There is more to an SLA than just identifying a specific performance threshold, however. SLAs can also define support options and compensation for service levels not met. This article will discuss the Top 10 things any data center should consider when implementing SLAs.
Top 10 aspects of successful SLAs in the data center
- Fundamentals: The basic approach to SLA implementation revolves around these core areas: processes, technology, and people. Don't focus solely on the technology when implementing SLAs. In many cases it's not the network, hardware, or software that causes an outage. Assess your processes and your staff. Education and process validation are just as important in outage prevention as having N+1 architecture. If your staff isn't trained to support a high availability cluster you've deployed, outages could be even longer than they would be without the cluster.
- Measurable: An SLA must be quantifiable. Not only does this mean that it must be specific in the verbiage of what is being measured (monthly latency of the network will not exceed 95 milliseconds round-trip), it must also be a unit of measure that your data center is able to capture. For example, setting a 99.9% SLA on the availability of a Web app and using only ping to determine if a server is up or down is not a measurable SLA. The Web server could be functioning appropriately but the application itself may have stopped responding. Be sure you have the tools you need to accurately measure the SLAs you are setting.

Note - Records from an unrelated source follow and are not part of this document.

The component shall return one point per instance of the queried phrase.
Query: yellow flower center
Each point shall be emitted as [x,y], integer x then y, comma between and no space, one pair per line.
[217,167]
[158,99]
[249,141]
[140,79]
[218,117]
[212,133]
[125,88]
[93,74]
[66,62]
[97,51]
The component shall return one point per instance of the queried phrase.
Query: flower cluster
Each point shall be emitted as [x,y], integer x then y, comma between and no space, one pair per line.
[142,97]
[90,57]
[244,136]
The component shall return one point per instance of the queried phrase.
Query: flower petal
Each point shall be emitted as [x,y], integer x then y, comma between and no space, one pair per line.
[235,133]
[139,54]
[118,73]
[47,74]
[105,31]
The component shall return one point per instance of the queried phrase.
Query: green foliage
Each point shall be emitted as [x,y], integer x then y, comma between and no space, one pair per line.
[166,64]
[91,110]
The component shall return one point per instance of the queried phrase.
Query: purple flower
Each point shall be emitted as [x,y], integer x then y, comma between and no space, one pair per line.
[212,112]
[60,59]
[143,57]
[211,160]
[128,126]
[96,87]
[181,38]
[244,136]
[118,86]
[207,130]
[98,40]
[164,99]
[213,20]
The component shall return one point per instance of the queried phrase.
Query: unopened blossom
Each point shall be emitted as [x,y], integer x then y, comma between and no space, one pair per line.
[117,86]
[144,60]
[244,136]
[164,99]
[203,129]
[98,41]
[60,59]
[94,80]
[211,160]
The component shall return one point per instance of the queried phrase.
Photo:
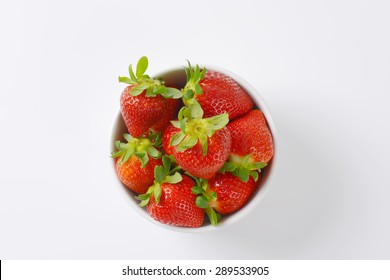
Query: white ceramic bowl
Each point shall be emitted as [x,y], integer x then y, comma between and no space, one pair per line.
[177,76]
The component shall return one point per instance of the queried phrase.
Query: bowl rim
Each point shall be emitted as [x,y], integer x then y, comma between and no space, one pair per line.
[259,195]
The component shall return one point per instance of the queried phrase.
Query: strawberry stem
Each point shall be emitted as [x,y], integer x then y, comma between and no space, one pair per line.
[162,174]
[194,130]
[141,147]
[142,82]
[205,199]
[243,167]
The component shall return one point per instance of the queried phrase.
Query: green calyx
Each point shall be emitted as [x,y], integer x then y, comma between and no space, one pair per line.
[142,147]
[192,88]
[194,130]
[162,174]
[243,167]
[142,82]
[205,199]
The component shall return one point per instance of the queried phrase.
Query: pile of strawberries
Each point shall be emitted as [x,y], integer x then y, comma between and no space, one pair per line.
[191,151]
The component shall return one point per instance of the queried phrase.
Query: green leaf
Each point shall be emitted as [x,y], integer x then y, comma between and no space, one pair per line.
[189,94]
[172,93]
[204,142]
[218,122]
[117,144]
[137,90]
[183,124]
[157,193]
[202,202]
[243,174]
[188,75]
[145,197]
[187,143]
[150,92]
[142,65]
[153,152]
[127,155]
[176,124]
[132,76]
[143,157]
[116,154]
[213,216]
[126,80]
[198,89]
[159,174]
[166,163]
[196,109]
[128,137]
[159,89]
[156,139]
[145,202]
[177,138]
[254,175]
[228,167]
[197,190]
[260,165]
[174,179]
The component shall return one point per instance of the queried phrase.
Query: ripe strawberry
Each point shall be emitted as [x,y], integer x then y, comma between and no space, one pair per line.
[251,135]
[170,200]
[232,193]
[170,113]
[144,103]
[136,162]
[199,146]
[224,193]
[217,93]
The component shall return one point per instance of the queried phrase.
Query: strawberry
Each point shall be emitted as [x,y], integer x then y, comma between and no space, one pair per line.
[216,93]
[136,161]
[224,193]
[144,103]
[199,146]
[170,200]
[231,192]
[252,146]
[251,135]
[172,108]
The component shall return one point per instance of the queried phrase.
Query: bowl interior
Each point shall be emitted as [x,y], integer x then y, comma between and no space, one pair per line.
[176,77]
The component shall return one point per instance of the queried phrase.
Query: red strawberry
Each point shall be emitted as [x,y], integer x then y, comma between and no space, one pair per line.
[171,110]
[201,146]
[232,193]
[144,103]
[170,200]
[251,135]
[217,93]
[177,205]
[136,162]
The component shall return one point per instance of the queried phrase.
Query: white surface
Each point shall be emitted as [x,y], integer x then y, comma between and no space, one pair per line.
[323,68]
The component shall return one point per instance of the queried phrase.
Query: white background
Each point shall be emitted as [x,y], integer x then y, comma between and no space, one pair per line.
[323,68]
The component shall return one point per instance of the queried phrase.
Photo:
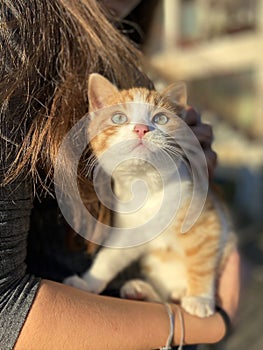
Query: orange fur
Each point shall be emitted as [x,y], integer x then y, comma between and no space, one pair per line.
[203,250]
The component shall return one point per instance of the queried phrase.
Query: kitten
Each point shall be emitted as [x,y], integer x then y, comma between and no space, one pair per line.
[136,128]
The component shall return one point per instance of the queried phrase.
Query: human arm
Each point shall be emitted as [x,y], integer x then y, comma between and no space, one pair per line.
[63,317]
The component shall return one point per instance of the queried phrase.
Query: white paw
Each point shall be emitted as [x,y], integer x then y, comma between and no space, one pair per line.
[198,306]
[177,295]
[95,285]
[77,282]
[139,290]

- Manageable: Set SLAs only in areas where a service is critical. Setting too many SLAs means your IT department has to spend more of its time sorting out data, analyzing trends and responding to outages in non-critical service areas, instead of other higher priority tasks.

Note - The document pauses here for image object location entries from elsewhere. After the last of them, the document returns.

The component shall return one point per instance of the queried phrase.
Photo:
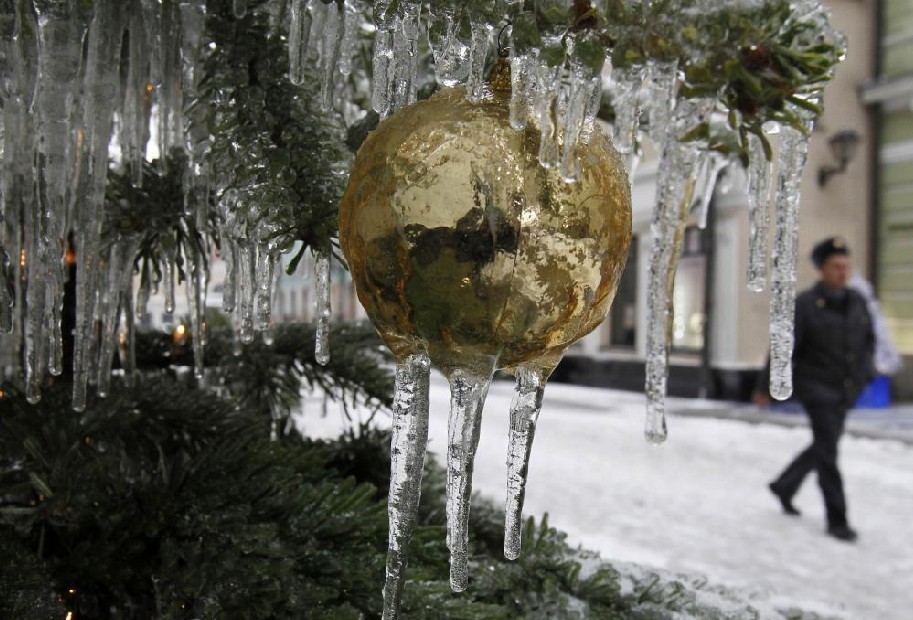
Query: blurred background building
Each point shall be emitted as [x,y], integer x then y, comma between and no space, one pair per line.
[720,331]
[889,96]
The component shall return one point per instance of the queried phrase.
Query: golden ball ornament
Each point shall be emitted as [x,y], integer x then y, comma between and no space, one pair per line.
[462,245]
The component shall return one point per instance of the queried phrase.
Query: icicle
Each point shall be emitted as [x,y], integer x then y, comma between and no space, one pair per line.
[230,285]
[661,98]
[792,157]
[168,277]
[592,111]
[196,302]
[579,106]
[135,122]
[351,27]
[7,289]
[383,59]
[144,291]
[266,259]
[481,40]
[247,287]
[322,295]
[405,56]
[758,213]
[118,282]
[452,57]
[626,85]
[674,193]
[93,138]
[468,389]
[407,457]
[547,115]
[524,412]
[128,338]
[299,40]
[330,46]
[54,313]
[712,165]
[522,78]
[35,339]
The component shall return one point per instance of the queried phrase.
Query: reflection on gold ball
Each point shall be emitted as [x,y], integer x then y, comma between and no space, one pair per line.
[461,243]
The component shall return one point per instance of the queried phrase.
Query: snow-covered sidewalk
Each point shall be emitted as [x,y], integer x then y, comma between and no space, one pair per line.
[699,504]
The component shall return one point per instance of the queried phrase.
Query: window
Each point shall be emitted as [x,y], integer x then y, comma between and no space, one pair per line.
[688,298]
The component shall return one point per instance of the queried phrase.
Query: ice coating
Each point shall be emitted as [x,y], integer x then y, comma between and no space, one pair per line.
[524,412]
[300,19]
[482,258]
[712,164]
[791,164]
[323,312]
[758,214]
[468,389]
[674,193]
[407,458]
[661,98]
[626,83]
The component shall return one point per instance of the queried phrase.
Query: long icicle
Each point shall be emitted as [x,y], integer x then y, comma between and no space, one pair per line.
[196,301]
[524,412]
[120,279]
[674,192]
[758,214]
[407,457]
[322,297]
[468,389]
[93,138]
[299,40]
[792,157]
[382,85]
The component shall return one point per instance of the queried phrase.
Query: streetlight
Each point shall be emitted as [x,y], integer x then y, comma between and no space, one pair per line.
[843,146]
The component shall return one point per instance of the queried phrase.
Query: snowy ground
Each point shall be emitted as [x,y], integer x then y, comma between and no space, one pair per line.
[699,504]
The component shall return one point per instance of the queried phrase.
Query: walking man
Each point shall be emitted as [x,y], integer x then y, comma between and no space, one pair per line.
[833,360]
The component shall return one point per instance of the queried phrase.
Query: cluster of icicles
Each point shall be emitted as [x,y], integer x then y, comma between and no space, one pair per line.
[63,122]
[60,118]
[562,103]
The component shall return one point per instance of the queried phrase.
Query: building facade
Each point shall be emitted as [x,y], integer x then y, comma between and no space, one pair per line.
[890,97]
[720,327]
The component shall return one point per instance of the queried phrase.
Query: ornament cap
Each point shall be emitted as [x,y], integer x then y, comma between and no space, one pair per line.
[499,80]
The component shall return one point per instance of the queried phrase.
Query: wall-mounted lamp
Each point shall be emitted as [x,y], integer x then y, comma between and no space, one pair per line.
[843,146]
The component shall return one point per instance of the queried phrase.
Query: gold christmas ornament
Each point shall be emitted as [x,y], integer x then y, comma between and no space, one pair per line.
[465,251]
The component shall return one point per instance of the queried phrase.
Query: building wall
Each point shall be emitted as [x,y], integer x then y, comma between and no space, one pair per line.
[891,97]
[842,207]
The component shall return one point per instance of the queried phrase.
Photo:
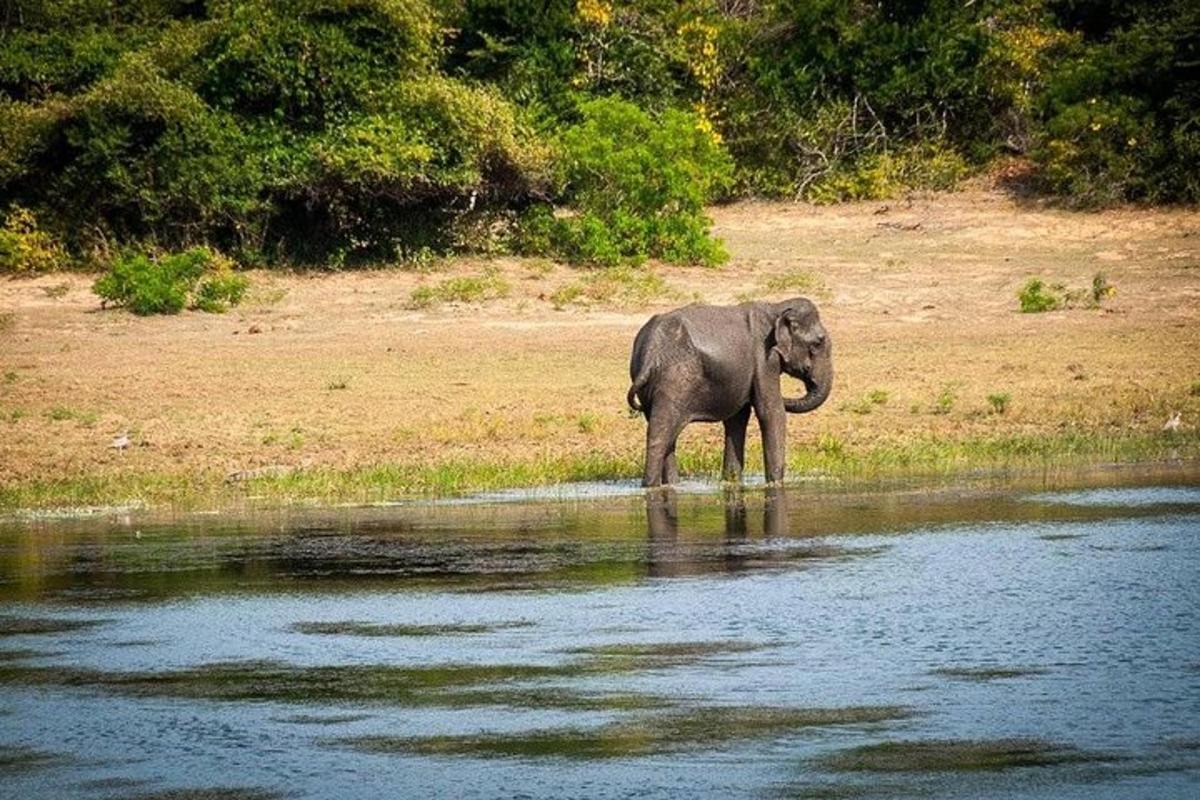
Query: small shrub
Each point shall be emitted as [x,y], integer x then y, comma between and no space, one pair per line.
[24,247]
[1102,289]
[946,400]
[640,184]
[166,286]
[1035,298]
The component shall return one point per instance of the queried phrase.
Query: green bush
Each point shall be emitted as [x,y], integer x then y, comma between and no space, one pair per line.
[640,185]
[197,277]
[24,247]
[1036,298]
[1120,116]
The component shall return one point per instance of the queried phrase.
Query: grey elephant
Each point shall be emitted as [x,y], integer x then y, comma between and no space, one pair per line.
[717,364]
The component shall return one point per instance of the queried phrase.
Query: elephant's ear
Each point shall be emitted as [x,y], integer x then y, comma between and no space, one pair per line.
[783,336]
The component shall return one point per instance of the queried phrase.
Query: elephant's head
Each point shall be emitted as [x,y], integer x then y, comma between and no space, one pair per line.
[804,352]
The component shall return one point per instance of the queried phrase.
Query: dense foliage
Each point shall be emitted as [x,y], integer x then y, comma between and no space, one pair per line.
[335,131]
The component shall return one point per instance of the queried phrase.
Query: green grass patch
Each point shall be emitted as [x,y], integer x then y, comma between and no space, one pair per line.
[624,287]
[957,756]
[477,288]
[922,456]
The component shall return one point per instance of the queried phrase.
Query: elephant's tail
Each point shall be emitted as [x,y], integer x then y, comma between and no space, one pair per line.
[639,384]
[631,396]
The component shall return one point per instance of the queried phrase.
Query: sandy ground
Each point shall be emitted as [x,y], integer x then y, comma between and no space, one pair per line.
[335,370]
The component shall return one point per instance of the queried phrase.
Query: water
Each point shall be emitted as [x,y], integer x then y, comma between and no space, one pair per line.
[597,643]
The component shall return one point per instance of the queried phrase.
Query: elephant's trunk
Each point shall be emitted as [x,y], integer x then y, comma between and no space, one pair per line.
[817,383]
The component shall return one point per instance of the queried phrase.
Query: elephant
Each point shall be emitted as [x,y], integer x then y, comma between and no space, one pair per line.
[717,364]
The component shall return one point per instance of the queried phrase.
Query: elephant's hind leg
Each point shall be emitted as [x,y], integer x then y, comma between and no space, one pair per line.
[736,445]
[671,467]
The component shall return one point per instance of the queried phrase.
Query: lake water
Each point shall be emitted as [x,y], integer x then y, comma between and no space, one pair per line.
[1029,641]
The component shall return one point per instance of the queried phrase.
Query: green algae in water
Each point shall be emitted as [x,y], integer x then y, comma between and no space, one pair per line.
[987,673]
[552,698]
[639,735]
[443,686]
[958,756]
[36,625]
[270,680]
[640,656]
[354,627]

- Achievable: Make sure your goals reasonable for your infrastructure. If your network is at 90% utilization, you may not be able to guarantee certain levels of response times. You might need to set expectations and do some education with the end users and other stakeholders about what is a reasonable level of availability to achieve with the infrastructure you have in place currently.
- Define how performance is measured: Ensuring everyone understands how the metrics are gathered and calculated is important. Always set parameters to show what is being measured and when. For example: "Server performance will not exceed an average of 80% CPU utilization between 8am and 5pm Monday-Friday."

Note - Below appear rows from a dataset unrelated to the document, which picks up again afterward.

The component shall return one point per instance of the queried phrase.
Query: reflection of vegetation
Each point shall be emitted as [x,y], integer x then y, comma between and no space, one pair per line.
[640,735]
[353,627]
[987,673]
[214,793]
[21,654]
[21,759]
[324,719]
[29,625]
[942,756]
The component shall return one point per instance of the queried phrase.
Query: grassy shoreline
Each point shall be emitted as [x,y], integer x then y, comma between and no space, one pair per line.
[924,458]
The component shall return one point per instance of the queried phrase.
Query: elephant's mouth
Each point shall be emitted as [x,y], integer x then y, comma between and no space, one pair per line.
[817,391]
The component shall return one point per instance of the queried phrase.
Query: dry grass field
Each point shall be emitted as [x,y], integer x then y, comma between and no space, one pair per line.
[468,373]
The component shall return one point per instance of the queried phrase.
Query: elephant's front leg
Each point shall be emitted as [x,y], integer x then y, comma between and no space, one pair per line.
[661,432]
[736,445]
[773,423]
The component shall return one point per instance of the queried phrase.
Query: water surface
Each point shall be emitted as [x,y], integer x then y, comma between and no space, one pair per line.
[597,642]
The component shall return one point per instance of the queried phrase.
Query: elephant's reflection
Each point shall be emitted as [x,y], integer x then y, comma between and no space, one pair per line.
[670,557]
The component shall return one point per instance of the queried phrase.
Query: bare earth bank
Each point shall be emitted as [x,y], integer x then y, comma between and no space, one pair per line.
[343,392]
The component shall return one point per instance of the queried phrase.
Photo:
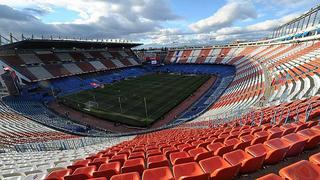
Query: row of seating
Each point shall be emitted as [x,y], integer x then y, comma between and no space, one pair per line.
[272,73]
[300,170]
[37,165]
[42,65]
[186,153]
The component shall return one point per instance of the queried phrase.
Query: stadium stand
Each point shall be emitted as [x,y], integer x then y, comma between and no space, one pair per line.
[259,119]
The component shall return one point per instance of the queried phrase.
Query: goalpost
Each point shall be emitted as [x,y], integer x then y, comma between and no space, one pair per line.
[90,104]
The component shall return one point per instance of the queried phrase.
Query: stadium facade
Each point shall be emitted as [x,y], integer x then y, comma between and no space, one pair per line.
[258,117]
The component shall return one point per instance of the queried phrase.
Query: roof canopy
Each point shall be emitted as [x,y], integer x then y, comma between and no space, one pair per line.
[65,44]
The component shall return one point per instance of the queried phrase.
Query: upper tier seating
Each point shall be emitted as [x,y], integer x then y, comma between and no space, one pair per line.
[16,129]
[222,152]
[37,165]
[42,65]
[265,74]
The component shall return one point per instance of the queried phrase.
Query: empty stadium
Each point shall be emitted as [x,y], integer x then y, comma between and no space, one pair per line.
[100,109]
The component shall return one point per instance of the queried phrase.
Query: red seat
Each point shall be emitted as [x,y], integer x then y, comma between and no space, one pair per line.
[218,168]
[255,129]
[200,153]
[81,173]
[157,161]
[260,137]
[58,174]
[133,165]
[108,170]
[167,151]
[270,177]
[153,152]
[232,142]
[287,129]
[98,161]
[79,163]
[276,150]
[316,127]
[135,155]
[94,156]
[219,149]
[301,170]
[296,142]
[99,178]
[312,123]
[138,149]
[126,176]
[124,151]
[189,171]
[257,150]
[248,162]
[244,132]
[180,157]
[119,158]
[274,132]
[299,126]
[204,144]
[181,147]
[160,173]
[315,159]
[196,143]
[247,138]
[313,137]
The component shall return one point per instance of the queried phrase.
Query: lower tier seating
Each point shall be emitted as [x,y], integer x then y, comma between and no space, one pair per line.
[188,153]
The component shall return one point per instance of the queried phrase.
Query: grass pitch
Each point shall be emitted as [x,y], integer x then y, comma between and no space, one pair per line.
[139,101]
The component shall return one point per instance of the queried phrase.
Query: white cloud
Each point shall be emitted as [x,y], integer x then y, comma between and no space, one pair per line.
[98,18]
[228,14]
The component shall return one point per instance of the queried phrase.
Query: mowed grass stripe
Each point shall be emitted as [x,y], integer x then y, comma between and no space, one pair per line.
[162,92]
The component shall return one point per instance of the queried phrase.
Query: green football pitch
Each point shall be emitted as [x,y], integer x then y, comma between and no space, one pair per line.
[137,101]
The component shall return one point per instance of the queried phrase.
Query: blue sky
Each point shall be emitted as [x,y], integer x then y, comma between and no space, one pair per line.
[150,21]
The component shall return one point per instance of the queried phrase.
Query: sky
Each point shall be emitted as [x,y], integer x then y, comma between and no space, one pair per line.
[152,22]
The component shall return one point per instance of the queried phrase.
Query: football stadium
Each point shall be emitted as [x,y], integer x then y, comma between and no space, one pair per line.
[79,102]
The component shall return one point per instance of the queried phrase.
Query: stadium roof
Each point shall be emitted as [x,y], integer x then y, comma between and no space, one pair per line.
[65,44]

- Appropriate: Ensure SLAs are appropriate for your organization. The SLAs for a global conglomerate can and should be different from the SLAs for a government agency or a web-based retailer.
- Review schedule: For every SLA that is set, define a corresponding review schedule for that specific service area within your regular capacity planning and review sessions. Use the metrics you gather from this SLA to help shape your future expansion or service enhancement plans.
- Remedy Plan: Define how you will respond to outages. Will your users be entitled to an explanation of all outages, or just specific critical outages? What, if any, service credits will be paid to your customers, internal or external for outages? How will future outages be prevented?
- In line with IT processes: Ensure that the areas you are setting SLAs match up with the processes you have in place. A mismatch between the two could result in a situation where the staff on site is unable to remedy the situation in the mandated recovery window. For example, don't set an SLA for a specific application that states the app will back in service within a 2-hour recovery window if your onsite support agreement for your server hardware has a 4 hour response time.
- Exceptions: Define the situations under which SLAs will be not honored. This can include such things as natural disaster, holiday schedules, 3rd party vendor service failures, end-user misconduct, scheduled maintenance windows, or core business hours.